Home 9 Issue 9 shells by Olivia Cai

Olivia Cai, age 17


This is a snapshot from a happy memory of when my grandpa lived with us. It reminds me to cherish the small moments that I may not see the significance of in the moment but will look back on fondly.


that day the sun got tangled
in my grandfather’s graying hair,
twisting gossamer metallic wire
that graced his wisened scalp,
gold and silver that danced and gleamed
like a halo around his face.

we were out to collect nuts from the community woods,
and though i had to text my mom
to remind me if they were walnuts or pecans (they were pecans)
i remember the handle
of the little wooden basket digging
into my arm,
leaving soft indents in
the remnant malleability of infancy.
i remember honeyed rays dripping
through the trees,
dappling the grass
and our faces with gentle kisses of light.
that warm, sweet scent of the forest sticks fresh in my mind as if it were yesterday
despite the uncountable number
of yesterdays that have passed between.

my grandfather’s hands were creased and familiar
as they guided mine,
baby-smooth, to close my fingers
around a pecan nestled in the verdant forest floor.

that version of me
is as much of a stranger as another
person would be,
but i can imagine myself
laughing as the blades tickled my knuckles.

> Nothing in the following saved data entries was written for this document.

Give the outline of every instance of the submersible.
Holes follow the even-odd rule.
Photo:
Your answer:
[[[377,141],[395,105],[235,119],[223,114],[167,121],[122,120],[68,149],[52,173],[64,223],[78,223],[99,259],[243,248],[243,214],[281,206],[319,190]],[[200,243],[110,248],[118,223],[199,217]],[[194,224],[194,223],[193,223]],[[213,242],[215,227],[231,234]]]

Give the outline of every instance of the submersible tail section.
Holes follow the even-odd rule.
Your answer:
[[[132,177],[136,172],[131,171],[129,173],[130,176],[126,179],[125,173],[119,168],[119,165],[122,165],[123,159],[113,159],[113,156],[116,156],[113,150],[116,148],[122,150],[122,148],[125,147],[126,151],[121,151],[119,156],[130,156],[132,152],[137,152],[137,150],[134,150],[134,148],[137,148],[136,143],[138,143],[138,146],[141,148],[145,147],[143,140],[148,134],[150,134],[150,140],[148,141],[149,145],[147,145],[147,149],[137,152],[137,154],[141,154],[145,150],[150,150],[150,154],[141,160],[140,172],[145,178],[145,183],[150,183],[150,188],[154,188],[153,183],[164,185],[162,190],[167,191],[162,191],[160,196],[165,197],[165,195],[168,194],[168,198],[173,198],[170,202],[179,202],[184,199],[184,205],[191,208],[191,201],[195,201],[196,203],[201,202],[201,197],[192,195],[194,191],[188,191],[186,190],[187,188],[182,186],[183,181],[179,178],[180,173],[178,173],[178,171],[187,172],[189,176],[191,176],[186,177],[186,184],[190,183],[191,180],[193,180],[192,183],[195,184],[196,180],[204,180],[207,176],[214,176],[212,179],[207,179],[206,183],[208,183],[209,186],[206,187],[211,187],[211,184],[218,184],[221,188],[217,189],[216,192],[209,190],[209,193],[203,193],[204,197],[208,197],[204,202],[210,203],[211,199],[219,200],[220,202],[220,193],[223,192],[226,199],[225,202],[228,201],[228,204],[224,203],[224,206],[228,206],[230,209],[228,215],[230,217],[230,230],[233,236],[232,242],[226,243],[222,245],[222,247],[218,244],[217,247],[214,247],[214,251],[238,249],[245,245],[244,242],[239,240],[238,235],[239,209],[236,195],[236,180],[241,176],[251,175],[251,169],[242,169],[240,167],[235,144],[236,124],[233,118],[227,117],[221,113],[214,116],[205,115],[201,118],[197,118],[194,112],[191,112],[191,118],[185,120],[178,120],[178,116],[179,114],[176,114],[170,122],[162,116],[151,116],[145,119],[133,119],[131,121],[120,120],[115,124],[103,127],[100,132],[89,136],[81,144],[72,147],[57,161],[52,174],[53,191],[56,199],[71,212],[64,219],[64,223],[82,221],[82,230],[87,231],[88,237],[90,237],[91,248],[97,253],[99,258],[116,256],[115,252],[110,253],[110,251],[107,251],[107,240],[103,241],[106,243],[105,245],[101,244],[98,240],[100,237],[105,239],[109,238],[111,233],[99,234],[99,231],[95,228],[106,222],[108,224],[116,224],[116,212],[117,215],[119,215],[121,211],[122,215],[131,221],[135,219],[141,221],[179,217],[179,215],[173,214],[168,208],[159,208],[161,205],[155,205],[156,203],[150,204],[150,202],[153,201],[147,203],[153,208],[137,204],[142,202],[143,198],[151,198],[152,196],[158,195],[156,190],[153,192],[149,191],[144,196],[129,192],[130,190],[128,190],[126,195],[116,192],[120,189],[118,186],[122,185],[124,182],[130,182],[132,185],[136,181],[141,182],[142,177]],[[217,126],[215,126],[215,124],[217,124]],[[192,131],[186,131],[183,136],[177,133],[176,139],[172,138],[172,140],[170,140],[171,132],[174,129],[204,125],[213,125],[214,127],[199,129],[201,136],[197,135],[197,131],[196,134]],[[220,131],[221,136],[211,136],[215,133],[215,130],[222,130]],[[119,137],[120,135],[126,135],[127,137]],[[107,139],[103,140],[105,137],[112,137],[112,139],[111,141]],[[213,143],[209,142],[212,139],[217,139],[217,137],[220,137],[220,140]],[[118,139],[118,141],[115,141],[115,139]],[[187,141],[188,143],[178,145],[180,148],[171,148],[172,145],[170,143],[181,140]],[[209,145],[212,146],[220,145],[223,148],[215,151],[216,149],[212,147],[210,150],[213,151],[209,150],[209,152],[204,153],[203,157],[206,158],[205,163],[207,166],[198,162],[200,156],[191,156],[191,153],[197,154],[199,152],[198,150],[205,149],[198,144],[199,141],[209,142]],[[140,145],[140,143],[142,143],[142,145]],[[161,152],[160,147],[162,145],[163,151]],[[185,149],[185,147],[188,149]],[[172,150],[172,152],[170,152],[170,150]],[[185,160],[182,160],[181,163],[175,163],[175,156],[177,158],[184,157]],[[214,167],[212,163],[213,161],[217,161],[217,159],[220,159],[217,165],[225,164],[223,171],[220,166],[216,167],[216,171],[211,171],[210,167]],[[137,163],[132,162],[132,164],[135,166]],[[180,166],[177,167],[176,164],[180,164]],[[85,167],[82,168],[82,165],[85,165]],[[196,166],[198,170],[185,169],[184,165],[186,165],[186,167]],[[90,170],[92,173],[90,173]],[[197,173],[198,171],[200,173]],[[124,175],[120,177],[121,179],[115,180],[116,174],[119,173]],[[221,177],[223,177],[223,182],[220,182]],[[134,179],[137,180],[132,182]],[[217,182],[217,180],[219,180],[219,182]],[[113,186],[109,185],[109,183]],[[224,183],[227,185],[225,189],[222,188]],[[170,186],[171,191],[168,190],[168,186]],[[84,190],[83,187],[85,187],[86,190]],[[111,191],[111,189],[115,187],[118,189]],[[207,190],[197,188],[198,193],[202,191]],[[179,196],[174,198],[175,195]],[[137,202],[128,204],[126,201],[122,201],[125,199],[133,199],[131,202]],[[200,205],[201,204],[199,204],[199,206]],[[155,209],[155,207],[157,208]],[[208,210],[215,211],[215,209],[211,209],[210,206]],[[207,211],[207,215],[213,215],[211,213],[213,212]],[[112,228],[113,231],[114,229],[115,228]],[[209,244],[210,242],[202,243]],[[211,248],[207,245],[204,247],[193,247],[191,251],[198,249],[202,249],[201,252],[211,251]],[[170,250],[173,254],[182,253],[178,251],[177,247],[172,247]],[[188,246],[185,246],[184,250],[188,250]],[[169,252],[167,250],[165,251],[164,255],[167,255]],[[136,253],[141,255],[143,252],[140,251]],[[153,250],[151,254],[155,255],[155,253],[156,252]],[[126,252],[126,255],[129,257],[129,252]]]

once our basket was overflowing
and my grandfather had taken it from me
to lighten my load,
he took my hand in his free one
and we walked home
past the lake with the geese i was afraid of.

the nuts chattered as
they tumbled onto a worn cutting board,
my grandfather’s deft hands splitting
their shells with a hammer.
i sat on a dusty green plastic stool,
swinging my socked feet
and reciting chinese poems
as he arranged them on a tray to
dry out in the oven.

it’s been years since i last ate a roasted pecan from my grandfather’s hand,
but the barely-there memory of the taste spins
like a mirage that dissolves quickly on the tip of my tongue.